At a glance, “catch shares”—a government-enforced attempt to fairly divvy up access to the sea to fishermen—sounds like an equitable way to both limit overfishing and keep fishermen in business.
But depending on which fishermen, environmentalist, or hedge fund manager you listen to, the system is either working tremendously or failing dramatically.
What exactly are catch shares and how is the system supposed to work?
In a lengthy report for the Center for Investigative Reporting, Susanne Rust explains that catch shares provide harvesting or access rights to fishermen. “These rights—worth tens of billions of dollars in the United States alone—are translated into a percentage, or share, that can then be divided, traded, sold, bought or leveraged for financing, like any asset.”
In the real world, that means the big guys are getting bigger and many of the small guys are being squeezed out of business.
“We’ve been frozen out,” Larry Collins, a crabman who docks near the Golden Gate Bridge, tells the CIR.
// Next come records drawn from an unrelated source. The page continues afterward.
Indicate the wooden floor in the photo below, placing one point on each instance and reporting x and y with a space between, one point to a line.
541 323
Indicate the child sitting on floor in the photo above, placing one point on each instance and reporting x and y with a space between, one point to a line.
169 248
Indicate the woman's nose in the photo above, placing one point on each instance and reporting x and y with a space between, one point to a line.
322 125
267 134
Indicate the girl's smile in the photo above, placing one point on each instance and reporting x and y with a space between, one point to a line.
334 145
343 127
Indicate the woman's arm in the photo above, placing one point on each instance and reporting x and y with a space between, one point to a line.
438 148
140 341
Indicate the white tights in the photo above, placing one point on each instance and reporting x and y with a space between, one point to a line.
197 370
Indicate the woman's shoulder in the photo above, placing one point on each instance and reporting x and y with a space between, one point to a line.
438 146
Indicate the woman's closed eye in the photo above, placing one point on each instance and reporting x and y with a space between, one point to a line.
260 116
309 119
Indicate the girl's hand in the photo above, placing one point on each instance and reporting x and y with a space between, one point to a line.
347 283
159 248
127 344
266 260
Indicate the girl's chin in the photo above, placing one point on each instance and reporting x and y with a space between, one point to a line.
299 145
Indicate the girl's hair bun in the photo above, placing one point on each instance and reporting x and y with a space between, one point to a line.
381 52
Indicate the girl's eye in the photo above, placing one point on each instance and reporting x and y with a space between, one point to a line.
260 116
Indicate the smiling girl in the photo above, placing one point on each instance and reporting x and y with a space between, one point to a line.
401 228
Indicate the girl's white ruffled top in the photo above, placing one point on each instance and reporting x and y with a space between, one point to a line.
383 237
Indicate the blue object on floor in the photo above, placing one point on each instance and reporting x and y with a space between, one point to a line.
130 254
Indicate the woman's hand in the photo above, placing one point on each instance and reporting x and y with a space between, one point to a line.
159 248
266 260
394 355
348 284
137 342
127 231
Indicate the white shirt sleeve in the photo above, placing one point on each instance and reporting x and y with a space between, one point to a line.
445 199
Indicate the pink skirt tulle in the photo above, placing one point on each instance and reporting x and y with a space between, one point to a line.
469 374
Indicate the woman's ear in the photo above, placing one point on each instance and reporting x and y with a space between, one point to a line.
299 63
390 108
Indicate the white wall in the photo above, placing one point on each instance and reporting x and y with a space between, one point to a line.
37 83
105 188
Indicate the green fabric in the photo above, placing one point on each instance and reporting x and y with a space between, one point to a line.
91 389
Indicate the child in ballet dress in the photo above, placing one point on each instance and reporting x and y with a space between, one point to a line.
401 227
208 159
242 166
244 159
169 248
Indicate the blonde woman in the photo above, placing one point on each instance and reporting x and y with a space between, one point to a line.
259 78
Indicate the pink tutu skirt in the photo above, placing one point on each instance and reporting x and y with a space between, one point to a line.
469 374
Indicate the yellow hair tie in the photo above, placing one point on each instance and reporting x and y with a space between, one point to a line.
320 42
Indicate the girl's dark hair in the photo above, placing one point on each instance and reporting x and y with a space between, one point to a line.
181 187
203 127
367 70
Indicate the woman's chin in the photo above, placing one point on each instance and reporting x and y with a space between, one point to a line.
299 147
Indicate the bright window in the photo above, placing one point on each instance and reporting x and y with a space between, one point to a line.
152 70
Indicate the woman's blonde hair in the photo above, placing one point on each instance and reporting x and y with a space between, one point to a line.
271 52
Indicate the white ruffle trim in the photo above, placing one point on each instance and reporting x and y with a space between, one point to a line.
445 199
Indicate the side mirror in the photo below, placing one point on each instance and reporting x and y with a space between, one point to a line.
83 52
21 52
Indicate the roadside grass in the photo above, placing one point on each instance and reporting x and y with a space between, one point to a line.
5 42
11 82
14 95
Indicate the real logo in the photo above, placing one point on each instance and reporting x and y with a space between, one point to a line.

“It’s not the frontier like it used to be. Everything is clean and so businesslike,” says Carolyn Creed, a Rutgers University anthropologist who has studied catch shares in the mid-Atlantic region.
Because of catch shares, the U.S. government is of the opinion that all is well on the fishing front, from the Aleutian Islands to Maine, where catches are up over the past decade.
According to the CIR, regulators worked with regional fishery management organizations to divvy up shares—or a percentage of the fishery—to fishermen and corporations. The government then allocated shares based on past fishing hauls: The more you fished a region, the more shares you received. But from there, each system can vary. Some systems limit the number of shares any one entity can own; others require that owners must actively fish. And some place no restrictions on the number of shares awarded. In each case, shares have been awarded to the fishermen and corporations at no cost. But they can turn around and sell these shares.
Given that mankind has already successfully sucked 90 percent of the fish out of the world’s collective oceans, anything that helps fish stocks rebound should be regarded a good thing, right?
From its perspective, government enforcers say catch shares have helped improve the efficiency of fishermen and resulted in fewer boats chasing after a much-reduced fish population.
Which for some is exactly the hitch in the system. While fishing remains strong, the number of fishermen has dramatically declined. The CIR study says there are 3,700 fewer fishing boats in ten of the defined fishing areas that have utilized catch shares since 2010; along the East Coast some fleets are down by 60 percent.
It’s not just the government that favors catch shares. An alliance of environmental groups—led by the Environmental Defense Fund—free-market advocates, food retailers and seafood companies also supports the system.
Today, some of the biggest owners of catch shares are private equity investors, including the Carlyle Group, which in 2010 bought the China Fishery Group that fishes from the Arctic to the South Pacific. It also owns the world’s largest fish-processing boat, a 50,000 ton Lafayette.
One of the confusions in the whole debate is actually semantic. Going back to 1996, Congress has called for catch limits, which put a cap on the number of fish that can be caught in any one fishery. Catch shares, by comparison, is a kind of management system that awards exclusive access to fishing areas to specific fishermen.
According to the CIR, it is conservative interests—many of them free-market advocates, including the Charles Koch Foundation and the Reason Foundation—that have hooked up with the EDF to “fuel a heavily funded campaign to consolidate the fishing industry, public records and interviews show.”
While fish populations around the country are showing signs of rebounding, critics of catch shares say it’s thanks to the previously enforced catch limits.
In a recent report, “Bringing Back the Fish,” the NRDC concludes that 21 of 44 fish species that it studied have met rebuilding targets and 7 others have made significant progress, increasing their populations by at least 25 percent—thanks to catch limits, not catch shares.
Fishermen like the Bay Area’s Larry Collins, along with other fishermen and some small fishing organizations, have sued the government over catch shares, arguing that the program unfairly shut out small fishermen.
“I believe local families should have access to local fish stocks. And there’s a danger that will never happen again,” Collins told the CIR. “If you’re going to privatize the system, give the shares to the community, not the guys driving Mercedes, not the guys who got those Mercedes by destroying the fishery.